So the pathologic feature that we're looking for is clusters of mast cells, so 15 or more mast cells per cluster in a section. That really makes the diagnosis for you. It's not so much the numbers of mast cells that we're looking for; it's those clusters. And then typically within those clusters, you'll see the CD25 staining. That's really the key. And then, as mentioned, we're going to rule out other conditions as well, like inflammatory bowel disease. Interestingly, the pathology doesn't necessarily correlate with the degree of symptoms; the GI symptoms, those mast cell mediator-type symptoms I mentioned, don't always correlate with the pathology.

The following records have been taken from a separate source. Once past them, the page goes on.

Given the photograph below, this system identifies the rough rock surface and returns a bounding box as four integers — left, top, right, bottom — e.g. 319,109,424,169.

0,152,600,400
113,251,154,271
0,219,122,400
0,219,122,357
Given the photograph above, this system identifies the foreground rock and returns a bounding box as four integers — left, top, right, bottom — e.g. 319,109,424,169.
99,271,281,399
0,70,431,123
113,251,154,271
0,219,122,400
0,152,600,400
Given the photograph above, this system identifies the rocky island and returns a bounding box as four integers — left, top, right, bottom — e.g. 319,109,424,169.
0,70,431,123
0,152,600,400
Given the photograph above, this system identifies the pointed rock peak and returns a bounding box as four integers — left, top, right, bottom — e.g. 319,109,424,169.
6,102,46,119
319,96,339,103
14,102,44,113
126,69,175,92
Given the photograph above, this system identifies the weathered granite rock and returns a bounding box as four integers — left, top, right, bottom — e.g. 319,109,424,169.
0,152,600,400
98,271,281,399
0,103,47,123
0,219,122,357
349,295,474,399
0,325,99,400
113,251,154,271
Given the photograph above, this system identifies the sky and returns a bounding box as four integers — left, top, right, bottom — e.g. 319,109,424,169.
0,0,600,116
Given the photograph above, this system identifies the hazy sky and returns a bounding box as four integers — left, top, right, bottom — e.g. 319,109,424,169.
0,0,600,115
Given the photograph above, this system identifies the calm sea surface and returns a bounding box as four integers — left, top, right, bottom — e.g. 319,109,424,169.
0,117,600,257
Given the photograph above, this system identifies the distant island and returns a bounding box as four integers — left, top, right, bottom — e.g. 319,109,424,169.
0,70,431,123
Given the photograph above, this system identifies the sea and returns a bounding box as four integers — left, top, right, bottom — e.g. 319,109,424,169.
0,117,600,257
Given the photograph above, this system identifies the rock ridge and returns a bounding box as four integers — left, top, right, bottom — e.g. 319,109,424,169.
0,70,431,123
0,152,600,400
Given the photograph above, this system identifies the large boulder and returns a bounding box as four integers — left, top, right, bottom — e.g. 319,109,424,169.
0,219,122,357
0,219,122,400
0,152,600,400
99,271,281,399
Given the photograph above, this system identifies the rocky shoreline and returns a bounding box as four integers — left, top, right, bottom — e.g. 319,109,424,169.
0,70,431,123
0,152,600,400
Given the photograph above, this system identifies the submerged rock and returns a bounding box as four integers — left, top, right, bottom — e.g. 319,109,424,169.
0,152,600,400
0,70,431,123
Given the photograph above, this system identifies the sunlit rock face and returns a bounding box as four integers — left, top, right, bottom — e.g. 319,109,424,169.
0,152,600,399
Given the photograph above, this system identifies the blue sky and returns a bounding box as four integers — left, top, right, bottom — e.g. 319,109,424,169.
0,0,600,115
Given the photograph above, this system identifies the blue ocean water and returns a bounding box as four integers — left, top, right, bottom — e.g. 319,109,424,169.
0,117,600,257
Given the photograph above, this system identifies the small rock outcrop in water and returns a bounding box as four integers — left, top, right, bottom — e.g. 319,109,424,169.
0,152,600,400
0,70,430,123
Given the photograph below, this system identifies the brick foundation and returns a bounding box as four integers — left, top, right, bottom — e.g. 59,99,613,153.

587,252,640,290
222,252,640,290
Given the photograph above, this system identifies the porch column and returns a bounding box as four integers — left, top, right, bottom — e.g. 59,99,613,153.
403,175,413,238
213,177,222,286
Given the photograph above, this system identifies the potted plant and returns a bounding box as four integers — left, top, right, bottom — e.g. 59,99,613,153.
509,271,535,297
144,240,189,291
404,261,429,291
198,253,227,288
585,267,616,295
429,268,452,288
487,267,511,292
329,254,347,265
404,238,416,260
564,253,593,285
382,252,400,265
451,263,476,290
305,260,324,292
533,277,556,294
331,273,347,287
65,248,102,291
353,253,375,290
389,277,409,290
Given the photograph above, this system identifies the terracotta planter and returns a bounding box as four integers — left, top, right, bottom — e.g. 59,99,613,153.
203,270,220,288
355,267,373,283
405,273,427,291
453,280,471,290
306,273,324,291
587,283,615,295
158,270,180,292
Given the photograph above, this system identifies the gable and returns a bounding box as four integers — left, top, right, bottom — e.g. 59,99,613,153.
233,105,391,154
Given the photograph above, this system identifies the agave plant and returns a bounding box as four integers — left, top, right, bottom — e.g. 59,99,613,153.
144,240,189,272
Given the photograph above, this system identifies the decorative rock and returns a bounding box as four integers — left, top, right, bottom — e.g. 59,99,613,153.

The treatment, fortunately, standard mast cell treatments do work well, such as antihistamines and stabilizers, like cromolyn. But, as mentioned in other talks, the patients that are intolerant or on many meds, the TKI therapies can be very helpful, particularly the approved avapritinib. Some of the older therapies had GI toxicities that we had to monitor for. But fortunately, avapritinib, we have not seen that.
So that's it, Dr. Akin. Thank you again for involving me.
Dr. Akin:
We looked at the multidisciplinary approach to managing patients with suspected ISM. We hope you found our presentations useful and can apply them in your clinical practice. Unfortunately, that's all the time we have today, so I want to thank you, our audience, for listening in. And many thanks to Dr. Daniel DeAngelo and Dr. Matthew Hamilton for joining me and for sharing all their valuable insights. It was great speaking with both of you today.
Dr. DeAngelo:
I want to thank you again for allowing me to participate. I hope this was helpful.
Dr. Hamilton:
Absolutely. Thank you so much. This was great.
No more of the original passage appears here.